According to The Oregonian, the 54,000-acre refuge hasn’t received water since March and the wetlands are largely dried up, which makes it the earliest dry date in 70 years.
Ron Cole, who has managed the U.S. Fish & Wildlife Service’s extensive Klamath refuge system for 10 years, wishes the birds would get more air time.
“You have absolutely carved out the heart of the Pacific Flyway when you dry up the Klamath refuge,” says Cole, who stresses that he’s speaking as an individual, not for the Fish and Wildlife Service.
…the state declared a “drought emergency” for Klamath County in April. The refuge stands behind endangered fish and agriculture for water from Upper Klamath Lake. As a result, its water supply varies widely. In 2010, it got 3,700 acre-feet; in 2012, 24,000. Cole figures it needs 95,000 a year to run at full capacity.
The water wars in the Klamath region have a long and complicated history of intense competition among farmers, tribes, waterfowl, and endangered fish, and opportunities to improve the situation have been largely wasted.
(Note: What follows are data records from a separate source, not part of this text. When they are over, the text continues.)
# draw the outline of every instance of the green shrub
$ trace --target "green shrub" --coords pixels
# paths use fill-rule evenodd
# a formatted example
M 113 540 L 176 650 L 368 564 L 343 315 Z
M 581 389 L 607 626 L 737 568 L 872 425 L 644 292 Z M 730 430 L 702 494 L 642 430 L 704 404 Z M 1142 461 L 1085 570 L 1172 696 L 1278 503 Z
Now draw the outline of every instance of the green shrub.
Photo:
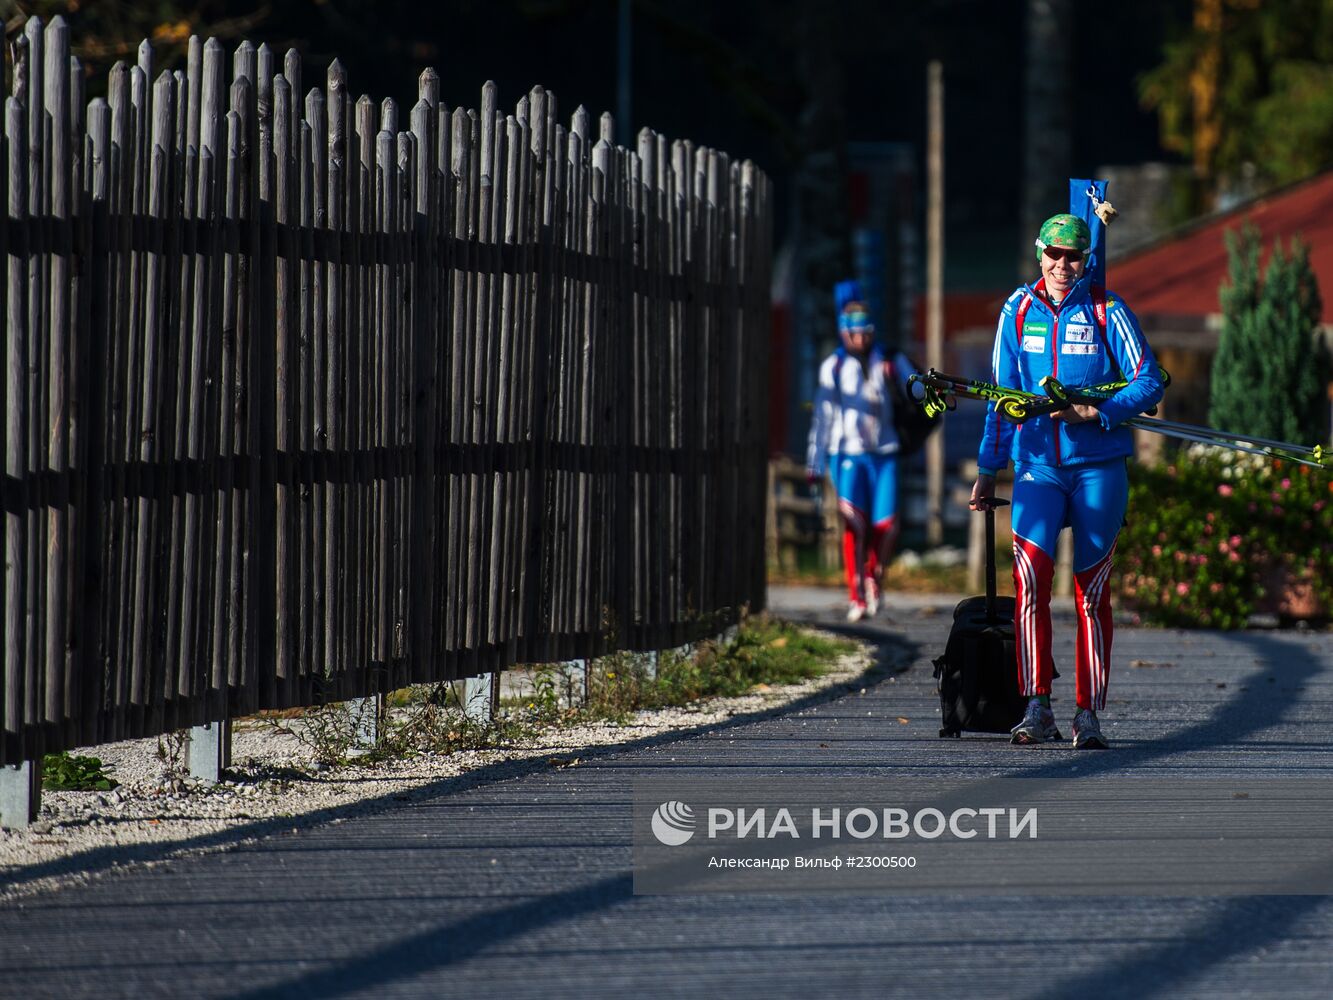
M 1333 608 L 1333 476 L 1196 446 L 1131 472 L 1124 604 L 1160 625 L 1243 628 L 1286 570 Z
M 1260 277 L 1259 231 L 1227 233 L 1229 281 L 1213 359 L 1208 421 L 1220 430 L 1304 443 L 1327 433 L 1328 352 L 1310 252 L 1274 243 Z
M 647 675 L 637 654 L 594 661 L 587 712 L 617 718 L 641 708 L 745 694 L 757 684 L 796 684 L 820 676 L 839 654 L 855 648 L 849 640 L 756 615 L 746 619 L 731 642 L 701 642 L 688 656 L 660 653 L 656 677 Z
According to the U.S. Fish and Wildlife Service, approximately 80 percent of the Pacific Flyway’s migrating waterfowl pass through the Klamath Basin on both spring and fall migrations, with 50 percent using the refuge. Peak waterfowl populations can reach 1.8 million birds, which represent 15 to 45 percent of the total birds wintering in California. The refuge produces between 30,000 and 60,000 waterfowl annually.
The refuge is also a fall staging area for 20 to 30 percent of the central valley population of sandhill cranes. From 20,000 to 100,000 shorebirds use refuge wetlands during the spring migration. Wintering wildlife populations include 500 bald eagle and 30,000 tundra swan. Spring and summer nesting wildlife include many colonial water birds, such as white-faced ibis, heron, egret, cormorant, grebe, white pelican, and gulls.
As for this year’s severe drought, there might be some hope in the fall if the wildlife can catch a break.
Cole’s hoping for water this fall to support migrating birds — 45,000-acre feet beginning in September would do it. As summer wears on, he’s worried disease and die-offs could spread as too many birds crowd into too few wetlands.
With the current water split, Cole says, “this refuge is just going to be collateral damage.”